Atlantic's Marc Ambinder deconstructs the administration's handling of the mess:

"The executive branch realizes that the White House is extremely sensitive to the charge that Obama is using his presidency to advance the cause of black people. It's a tremendously silly charge, and maybe the White House shouldn't be so sensitive to it, but it's a real sensibility. One suspects that the moment that the specter of reverse racism was raised, the USDA's political appointees reacted almost unconsciously because they assumed the White House would blanch when the videotape was played. . . .

"The NAACP wasn't snookered. Vilsack was snookered. It doesn't matter why he was snookered, but he was. If he doesn't reinstate her, he'll look like a jerk who refused to admit he made a mistake. If he reinstates her, he might look like a wimp to some who object to Sherrod's economic inequality argument, or who refuse to acknowledge that Andrew Breitbart selectively edited a tape, but he'll also look like a guy who made a rash decision and had the judgment to reverse it.

"The White House is loath to touch anything resembling a racial thing, but this isn't a racial thing: it's a judgment thing. It's about thinking before speaking. It's about slowing down, it's about gathering evidence before making decisions, it's about doing the right thing."

From the right, David Frum unloads on the proprietor of BigGovernment.com:

"On the phone on the evening of July 20, a friend asked me: 'Can Breitbart possibly survive?' I could only laugh incredulously. I answered: 'Of course he'll survive, and undamaged. The incident won't matter at all.'

"There will be no apology or statement of regret for distributing a doctored tape to defame and destroy someone. There will be not even a flutter of interest among conservatives in discussing Breitbart's role. By the morning of July 21, the Fox & Friends morning show could devote a segment to the Sherrod case without so much as a mention of Breitbart's role. The central fact of the Sherrod story has been edited out of the conservative narrative, just as it was edited out of the tape itself.

"When people talk of the 'closing of the conservative mind' this is what they mean: not that conservatives are more narrow-minded than other people -- everybody can be narrow minded -- but that conservatives have a unique capacity to ignore unwelcome fact.

"When Dan Rather succumbed to the forged Bush war record hoax in 2004, CBS forced him into retirement. Breitbart is the conservative Dan Rather, but there will be no discredit, no resignation for him."

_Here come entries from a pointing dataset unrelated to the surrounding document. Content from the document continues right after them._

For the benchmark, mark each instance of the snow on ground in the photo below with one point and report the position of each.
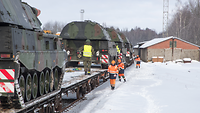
(154, 88)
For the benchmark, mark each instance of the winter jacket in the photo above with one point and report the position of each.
(121, 68)
(113, 71)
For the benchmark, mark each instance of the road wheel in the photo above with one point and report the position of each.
(28, 87)
(35, 85)
(56, 79)
(22, 85)
(51, 81)
(41, 84)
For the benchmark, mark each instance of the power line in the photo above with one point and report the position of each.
(165, 17)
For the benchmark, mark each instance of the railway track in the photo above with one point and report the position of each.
(80, 94)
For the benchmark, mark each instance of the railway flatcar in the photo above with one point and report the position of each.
(31, 62)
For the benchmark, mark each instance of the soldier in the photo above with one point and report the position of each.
(137, 61)
(87, 56)
(112, 71)
(121, 70)
(118, 50)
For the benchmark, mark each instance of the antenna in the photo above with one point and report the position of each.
(82, 11)
(165, 17)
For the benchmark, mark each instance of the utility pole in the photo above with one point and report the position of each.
(82, 11)
(165, 17)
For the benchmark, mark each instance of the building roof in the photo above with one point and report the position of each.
(159, 40)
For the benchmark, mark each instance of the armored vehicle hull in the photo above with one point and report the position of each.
(75, 34)
(31, 62)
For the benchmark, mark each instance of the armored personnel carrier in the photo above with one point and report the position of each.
(31, 62)
(74, 35)
(115, 37)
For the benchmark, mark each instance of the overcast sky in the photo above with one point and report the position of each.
(124, 14)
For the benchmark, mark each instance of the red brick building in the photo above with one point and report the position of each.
(170, 48)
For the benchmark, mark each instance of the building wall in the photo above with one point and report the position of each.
(190, 53)
(155, 53)
(162, 45)
(182, 50)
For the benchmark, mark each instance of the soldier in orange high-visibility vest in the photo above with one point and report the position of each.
(121, 70)
(112, 71)
(137, 61)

Jonah Goldberg delivers more of a rap on the knuckles:

"I think she's owed apologies from pretty much everyone, including my good friend Andrew Breitbart. I generally think Andrew is on the side of the angels and a great champion of the cause. He says he received the video in its edited form and I believe him. But the relevant question is, Would he have done the same thing over again if he had seen the full video from the outset? I'd like to think he wouldn't have. Because to knowingly turn this woman into a racist in order to fight fire with fire with the NAACP is unacceptable. When it seemed that Sherrod was a racist who abused her power, exposing her and the NAACP's hypocrisy was perfectly fair game. But now that we have the benefit of knowing the facts, the equation is completely different."

From the left, Washington Monthly's Steve Benen takes issue with Breitbart saying that "I feel sorry that they made this about her":

"Breitbart pushed a deliberately misleading video that went after Shirley Sherrod for no reason. He proceeded to label her a 'racist' who 'racially discriminates against a white farmer,' and demanded that the NAACP 'denounce the racism in the video.' That, of course, would be the racism that didn't exist when listening to the remarks in context.

"Breitbart's racially-motivated media stunt cost Sherrod her job, at least for now. But he regrets that 'they went after her'?"

Still, one fact is indisputable: It was Vilsack, not Breitbart, who kicked Sherrod out of her job.